I returned her smile.  “Thank you for the peaches.”

She followed me to the door.  “And I don’t know what you’re planning,” she called after me as I started toward the post office, “but you be nice to Ed.”

I waved an acknowledgement, and scooped up the bag of mail on my way by.  Before climbing into my boat, I called Helly.

“You off?” I asked without any sort of hello.

“Yep,” she said, unfazed.

“Meet me down at the river, I have your mail.”

“Will do!”

I closed the call, zipped myself into my float coat, and motored to her place.  She met me on the beach, hands held out for her mail.

“Back it up,” I said.  “I’m visiting.  I need to use your internet.”

Her lips quirked as she stepped back, giving me room to jump ashore.  “I feel so dirty.  So used.”

“You should.  I have some idea what you and Gary get up to here day after day, all alone.  I’ve heard tell people can hear the orgasmic screams and—I think they said spanking sounds?—clear out on the river.  Sound travels real well over water, you know.”

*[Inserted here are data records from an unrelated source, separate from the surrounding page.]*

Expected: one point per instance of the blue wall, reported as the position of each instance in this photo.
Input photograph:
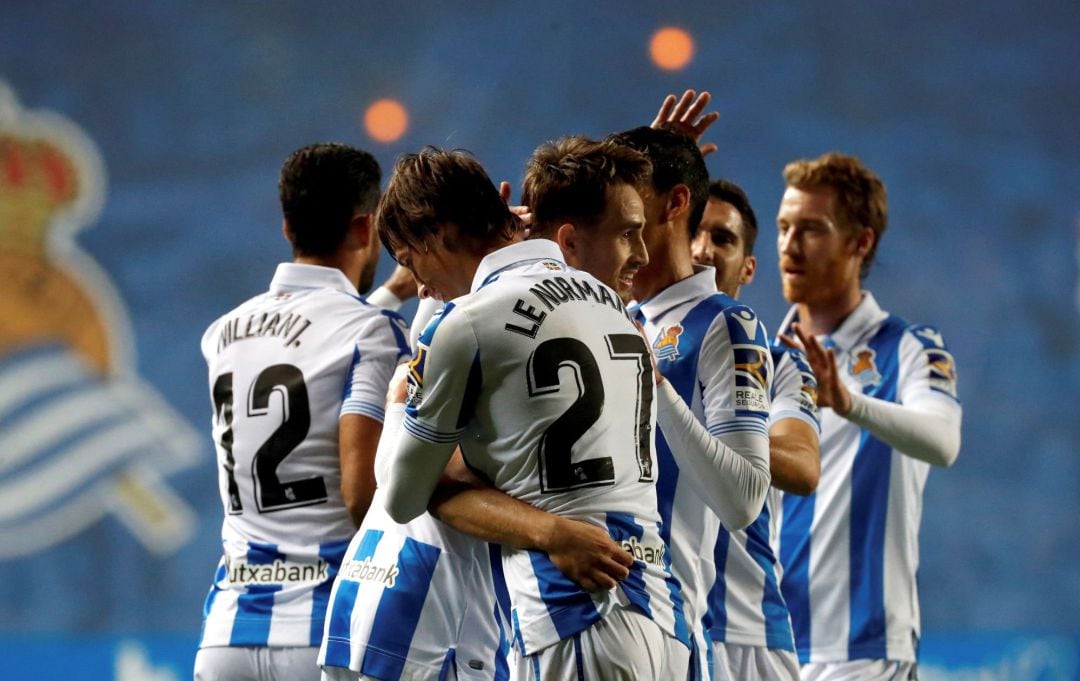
(969, 112)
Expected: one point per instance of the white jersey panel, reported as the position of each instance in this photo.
(547, 383)
(850, 550)
(283, 366)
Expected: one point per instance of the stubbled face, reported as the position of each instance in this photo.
(612, 249)
(720, 243)
(819, 258)
(443, 273)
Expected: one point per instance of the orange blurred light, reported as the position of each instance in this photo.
(671, 49)
(386, 120)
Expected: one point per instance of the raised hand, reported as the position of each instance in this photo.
(684, 116)
(831, 390)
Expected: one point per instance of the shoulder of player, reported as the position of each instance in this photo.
(738, 322)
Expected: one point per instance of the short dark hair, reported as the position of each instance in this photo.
(676, 160)
(861, 199)
(439, 187)
(729, 192)
(321, 188)
(568, 179)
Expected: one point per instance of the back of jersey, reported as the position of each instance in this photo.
(557, 410)
(281, 367)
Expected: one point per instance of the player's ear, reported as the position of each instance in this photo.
(678, 203)
(864, 241)
(750, 267)
(566, 236)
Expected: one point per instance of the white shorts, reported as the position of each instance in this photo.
(256, 664)
(860, 670)
(734, 663)
(624, 645)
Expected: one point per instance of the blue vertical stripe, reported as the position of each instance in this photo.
(399, 611)
(339, 628)
(255, 607)
(569, 607)
(211, 597)
(501, 612)
(778, 629)
(352, 372)
(869, 506)
(795, 543)
(396, 324)
(332, 553)
(579, 663)
(622, 527)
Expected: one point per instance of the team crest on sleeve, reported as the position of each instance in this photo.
(863, 368)
(666, 344)
(416, 377)
(808, 391)
(752, 378)
(942, 371)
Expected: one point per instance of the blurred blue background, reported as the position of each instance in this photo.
(969, 111)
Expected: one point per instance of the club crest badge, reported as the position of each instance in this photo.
(863, 368)
(666, 344)
(82, 436)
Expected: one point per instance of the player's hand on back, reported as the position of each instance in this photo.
(588, 555)
(684, 116)
(831, 390)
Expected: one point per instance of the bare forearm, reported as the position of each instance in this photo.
(491, 515)
(794, 457)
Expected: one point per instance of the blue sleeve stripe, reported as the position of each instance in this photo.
(364, 409)
(739, 426)
(414, 427)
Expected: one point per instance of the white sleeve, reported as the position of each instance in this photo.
(928, 430)
(437, 380)
(730, 473)
(383, 298)
(388, 441)
(794, 389)
(926, 425)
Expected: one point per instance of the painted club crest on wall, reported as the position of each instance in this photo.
(81, 435)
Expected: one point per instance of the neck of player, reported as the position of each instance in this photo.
(824, 316)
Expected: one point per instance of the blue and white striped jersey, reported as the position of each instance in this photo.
(850, 550)
(545, 382)
(745, 604)
(415, 601)
(283, 367)
(715, 354)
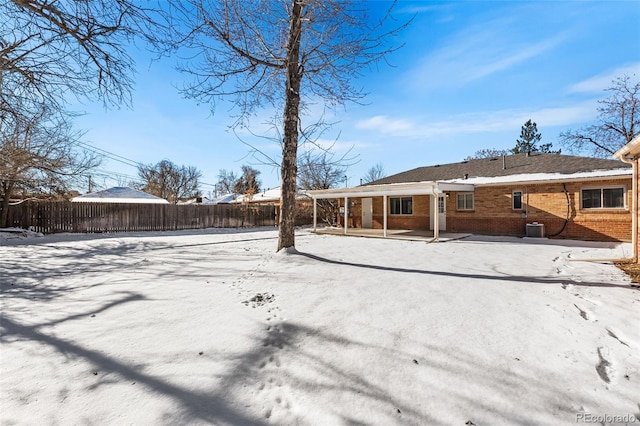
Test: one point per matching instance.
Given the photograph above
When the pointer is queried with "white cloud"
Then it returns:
(478, 52)
(385, 124)
(479, 122)
(600, 82)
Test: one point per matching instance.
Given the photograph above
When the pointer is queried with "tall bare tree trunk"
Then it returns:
(7, 188)
(289, 168)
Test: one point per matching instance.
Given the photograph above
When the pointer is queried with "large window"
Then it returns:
(516, 200)
(465, 201)
(402, 205)
(603, 198)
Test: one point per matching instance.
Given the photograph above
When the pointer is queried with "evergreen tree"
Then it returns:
(529, 139)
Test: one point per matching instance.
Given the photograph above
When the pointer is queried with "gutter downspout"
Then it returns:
(434, 211)
(315, 213)
(384, 220)
(634, 205)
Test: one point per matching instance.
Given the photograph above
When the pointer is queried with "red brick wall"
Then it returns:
(493, 213)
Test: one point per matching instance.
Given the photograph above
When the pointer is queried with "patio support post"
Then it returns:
(384, 220)
(434, 212)
(346, 214)
(315, 213)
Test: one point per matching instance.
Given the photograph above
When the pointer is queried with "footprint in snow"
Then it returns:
(604, 368)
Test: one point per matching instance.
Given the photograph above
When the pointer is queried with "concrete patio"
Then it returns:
(396, 234)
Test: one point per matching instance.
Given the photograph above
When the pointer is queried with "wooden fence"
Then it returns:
(51, 217)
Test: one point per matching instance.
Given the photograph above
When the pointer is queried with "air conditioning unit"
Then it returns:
(535, 230)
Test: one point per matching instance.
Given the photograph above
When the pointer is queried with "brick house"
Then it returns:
(630, 153)
(537, 194)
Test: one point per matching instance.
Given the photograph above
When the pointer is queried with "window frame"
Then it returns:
(602, 197)
(513, 199)
(401, 206)
(465, 207)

She blushed even as she helped me with my anchor.  I pulled her little bundle of mail out of the bag and handed it to her, shucked the float coat, and climbed up onto the back of her four-wheeler.  “C’mon,” I said, patting the ripped seat in front of me.

She was leafing through the envelopes.  “No packages?”

“Nope.”

“Damn it.”  She mounted up and dropped the mail into the wooden box that’d been built onto the front rack.

“You expecting something interesting?” I asked as she started us up the trail to her place.